Los días se sucedieron uno tras otro con la lentitud con la que ruedan los cangilones de arcilla en la noria y se cumplió una semana desde la llegada de los poetas a Amidas. Una tarde apacible, Alexias se entretenía con mi hijo, Eurímaco, quien ya intentaba corretear por el patio. Conversaba con los dos hombres, a los que finalmente había tomado aprecio. Yo cuidaba de los jacintos en la parte trasera, cerca del huerto, cuando por el camino de la ciudad oímos el galopar de un jinete que se acercaba a nuestra finca. El hombre venía desde muy lejos para entregar un correo a Simónides, que éste abrió y leyó de inmediato bajo el emparrado. Mientras lo hacía, su cara se tornó lívida.

Al terminar, frunció el ceño y su boca emitió un bufido sonoro. Pidió que nos sentáramos para ponernos al corriente de las noticias que le habían hecho llegar sus parientes de Tesalia.

—Por lo que sabemos del norte —nos dijo dejando el rollo encima de la mesa—, la rabia de Jerjes es inmensa. La temeraria acción de Leónidas ha retrasado sus planes más de diez días. Además, los Trescientos han aniquilado a más de veinte mil guerreros escogidos, incluyendo a dos de sus hermanos, Habroocomos e Hiperantos, y a treinta parientes reales. Los espartanos han destrozado la moral de sus tropas, que no saben qué se encontrarán al seguir avanzando por la Hélade. Por eso, el cuerpo de Leónidas ha sido mutilado y crucificado. Ahora, el ejército persa avanza con lentitud, pero es implacable y lo destruye todo. Tras la victoria en el paso, las tropas imperiales han arrasado entre otras las ciudades de Drimusa, Charada y Pedies y han pasado a fuego toda la Fócida.

»Todos los santuarios y templos —se lamentó—, incluido el de Apolo en Abae, han sido incendiados. Las noticias llegan cada día a las ciudades a través de los correos rápidos. Muchas se han doblegado a los persas. La desconfianza es absoluta, no sé sabe en cuál se puede confiar. Vuestro regente, Pausanias, duda de los pactos que se han suscrito y sólo se sabrá quién acudirá al campo de batalla para enfrentarse a los persas cuando llegue ese día. La vanguardia de los bárbaros, unos cincuenta mil soldados, han entrado en Atenas, han saqueado la ciudad, han mutilado sus estatuas e incendiado sus templos. ¡Es terrible —se exclamó—. Los templos de mármol de su acrópolis eran una maravilla! Afortunadamente, la ciudadanía ha tenido tiempo de abandonar por completo el lugar y se han trasladado con los objetos de valor que han podido cargar por barco hasta Trecen o la isla de Salamina.

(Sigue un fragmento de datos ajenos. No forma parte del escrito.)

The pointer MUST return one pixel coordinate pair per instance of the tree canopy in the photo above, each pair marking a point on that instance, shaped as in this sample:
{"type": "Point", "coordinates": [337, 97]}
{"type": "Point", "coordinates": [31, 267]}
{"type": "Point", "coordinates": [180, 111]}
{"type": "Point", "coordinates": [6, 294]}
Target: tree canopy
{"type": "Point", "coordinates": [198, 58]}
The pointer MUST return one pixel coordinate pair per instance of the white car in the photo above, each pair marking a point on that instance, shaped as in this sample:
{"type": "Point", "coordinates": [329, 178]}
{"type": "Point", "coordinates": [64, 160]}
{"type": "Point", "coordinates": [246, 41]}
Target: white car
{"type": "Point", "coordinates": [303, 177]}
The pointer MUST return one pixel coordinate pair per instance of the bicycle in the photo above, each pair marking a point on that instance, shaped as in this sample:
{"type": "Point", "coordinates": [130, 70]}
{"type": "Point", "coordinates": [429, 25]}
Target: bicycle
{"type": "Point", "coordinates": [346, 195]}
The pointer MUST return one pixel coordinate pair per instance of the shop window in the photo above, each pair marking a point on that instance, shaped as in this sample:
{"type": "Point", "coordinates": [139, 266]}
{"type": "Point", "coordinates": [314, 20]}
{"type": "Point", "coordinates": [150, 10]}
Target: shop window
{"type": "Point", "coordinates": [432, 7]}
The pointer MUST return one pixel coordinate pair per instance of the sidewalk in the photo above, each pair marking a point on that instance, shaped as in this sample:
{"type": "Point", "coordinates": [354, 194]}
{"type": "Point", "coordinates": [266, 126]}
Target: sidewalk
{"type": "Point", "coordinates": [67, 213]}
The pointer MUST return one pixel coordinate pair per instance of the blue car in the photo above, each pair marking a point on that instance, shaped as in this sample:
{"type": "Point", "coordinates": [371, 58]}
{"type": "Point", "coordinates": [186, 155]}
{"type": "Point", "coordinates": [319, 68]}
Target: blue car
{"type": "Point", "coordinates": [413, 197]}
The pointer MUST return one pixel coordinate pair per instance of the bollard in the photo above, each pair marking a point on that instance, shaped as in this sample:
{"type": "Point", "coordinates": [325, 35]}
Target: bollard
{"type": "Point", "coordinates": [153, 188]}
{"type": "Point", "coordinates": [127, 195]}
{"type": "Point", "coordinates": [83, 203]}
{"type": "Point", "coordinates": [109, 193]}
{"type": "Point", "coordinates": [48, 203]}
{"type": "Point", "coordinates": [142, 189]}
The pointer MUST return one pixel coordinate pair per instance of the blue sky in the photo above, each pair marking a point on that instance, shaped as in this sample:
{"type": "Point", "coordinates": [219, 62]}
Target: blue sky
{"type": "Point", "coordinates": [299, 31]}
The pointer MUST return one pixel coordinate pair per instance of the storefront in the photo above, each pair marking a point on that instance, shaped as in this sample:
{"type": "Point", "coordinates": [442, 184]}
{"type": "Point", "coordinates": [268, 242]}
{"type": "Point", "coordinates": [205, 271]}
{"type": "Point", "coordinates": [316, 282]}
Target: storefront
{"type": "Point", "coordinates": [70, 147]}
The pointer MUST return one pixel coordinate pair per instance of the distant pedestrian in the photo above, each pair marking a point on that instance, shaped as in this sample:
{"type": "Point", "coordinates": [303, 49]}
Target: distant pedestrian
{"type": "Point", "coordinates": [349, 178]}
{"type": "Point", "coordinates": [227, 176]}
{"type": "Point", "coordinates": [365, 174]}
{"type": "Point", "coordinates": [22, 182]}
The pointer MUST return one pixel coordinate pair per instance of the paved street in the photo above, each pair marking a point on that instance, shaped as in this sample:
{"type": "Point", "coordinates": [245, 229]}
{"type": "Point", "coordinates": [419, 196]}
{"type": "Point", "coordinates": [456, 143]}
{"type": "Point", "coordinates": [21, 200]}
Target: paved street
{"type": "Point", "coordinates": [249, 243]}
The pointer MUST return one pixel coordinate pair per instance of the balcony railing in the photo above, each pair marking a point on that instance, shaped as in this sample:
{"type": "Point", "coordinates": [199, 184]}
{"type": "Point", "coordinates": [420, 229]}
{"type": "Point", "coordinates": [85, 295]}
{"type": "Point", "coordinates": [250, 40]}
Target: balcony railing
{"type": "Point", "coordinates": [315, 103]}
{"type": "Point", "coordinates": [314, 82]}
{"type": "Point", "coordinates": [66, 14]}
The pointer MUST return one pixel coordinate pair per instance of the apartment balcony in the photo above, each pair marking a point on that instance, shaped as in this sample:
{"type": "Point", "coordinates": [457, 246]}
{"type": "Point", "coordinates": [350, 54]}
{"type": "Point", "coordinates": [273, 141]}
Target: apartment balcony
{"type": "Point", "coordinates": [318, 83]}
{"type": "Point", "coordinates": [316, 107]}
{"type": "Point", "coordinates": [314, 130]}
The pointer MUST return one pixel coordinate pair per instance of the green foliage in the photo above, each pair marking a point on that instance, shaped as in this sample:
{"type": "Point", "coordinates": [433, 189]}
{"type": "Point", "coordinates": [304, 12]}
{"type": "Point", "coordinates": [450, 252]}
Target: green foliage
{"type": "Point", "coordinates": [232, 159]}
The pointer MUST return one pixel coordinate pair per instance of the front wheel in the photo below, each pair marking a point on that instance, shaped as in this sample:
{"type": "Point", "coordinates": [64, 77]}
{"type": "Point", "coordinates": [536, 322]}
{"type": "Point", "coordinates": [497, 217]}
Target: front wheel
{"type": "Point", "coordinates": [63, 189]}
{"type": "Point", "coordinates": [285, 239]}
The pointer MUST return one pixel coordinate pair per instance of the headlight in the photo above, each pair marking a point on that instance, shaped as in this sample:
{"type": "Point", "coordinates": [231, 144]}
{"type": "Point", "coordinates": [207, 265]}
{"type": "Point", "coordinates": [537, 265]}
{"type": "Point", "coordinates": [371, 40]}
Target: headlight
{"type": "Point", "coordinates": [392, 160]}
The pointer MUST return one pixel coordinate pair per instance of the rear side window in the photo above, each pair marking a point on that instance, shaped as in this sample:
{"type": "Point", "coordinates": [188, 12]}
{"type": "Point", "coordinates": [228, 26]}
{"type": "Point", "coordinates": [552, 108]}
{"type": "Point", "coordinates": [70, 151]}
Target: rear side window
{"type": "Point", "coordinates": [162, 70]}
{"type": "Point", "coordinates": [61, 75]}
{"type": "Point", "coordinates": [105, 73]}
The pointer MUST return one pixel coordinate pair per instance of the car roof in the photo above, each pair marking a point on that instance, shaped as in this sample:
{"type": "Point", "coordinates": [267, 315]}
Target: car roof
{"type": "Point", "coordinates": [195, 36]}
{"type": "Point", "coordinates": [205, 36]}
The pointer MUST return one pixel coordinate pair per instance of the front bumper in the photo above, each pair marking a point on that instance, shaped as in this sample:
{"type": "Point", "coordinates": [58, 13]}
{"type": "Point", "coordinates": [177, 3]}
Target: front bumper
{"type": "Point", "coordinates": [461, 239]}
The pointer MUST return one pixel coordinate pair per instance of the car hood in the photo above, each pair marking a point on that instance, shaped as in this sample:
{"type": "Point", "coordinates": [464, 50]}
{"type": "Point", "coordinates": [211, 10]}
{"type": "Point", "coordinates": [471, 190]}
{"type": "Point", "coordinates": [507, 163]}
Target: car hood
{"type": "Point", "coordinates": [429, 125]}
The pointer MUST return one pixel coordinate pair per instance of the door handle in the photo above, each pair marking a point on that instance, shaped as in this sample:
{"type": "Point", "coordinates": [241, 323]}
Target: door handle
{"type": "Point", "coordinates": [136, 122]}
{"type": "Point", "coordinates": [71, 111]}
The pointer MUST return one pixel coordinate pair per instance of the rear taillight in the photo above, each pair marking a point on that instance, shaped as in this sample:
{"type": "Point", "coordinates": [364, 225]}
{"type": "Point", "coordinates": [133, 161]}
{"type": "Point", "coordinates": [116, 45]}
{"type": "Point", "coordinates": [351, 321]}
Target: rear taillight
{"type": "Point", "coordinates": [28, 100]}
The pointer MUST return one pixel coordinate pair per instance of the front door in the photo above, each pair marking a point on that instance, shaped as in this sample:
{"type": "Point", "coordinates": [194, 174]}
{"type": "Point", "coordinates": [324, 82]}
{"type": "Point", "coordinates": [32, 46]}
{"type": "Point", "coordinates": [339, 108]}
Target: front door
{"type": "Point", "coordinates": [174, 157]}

He de decir que Pausanias era sobrino del rey Leónidas, y a su muerte quedó como regente de Plistarco, menor de edad, que era el hijo del difunto rey y de mi compañera Gorgo.

—Pero, aun así… —continuó Simónides mientras se acariciaba la barba cana.

—¿De qué te sonríes? —quise saber.

—Mi querida amiga, ¿no lo ves? —me respondió—. Rio porque han despertado a un león fiero y sanguinario, que no se arredra, que no se detiene, que no sabe retirarse del campo de batalla, que vence o muere.

Le interrogué en silencio con la mirada, pues no entendí qué quería decir.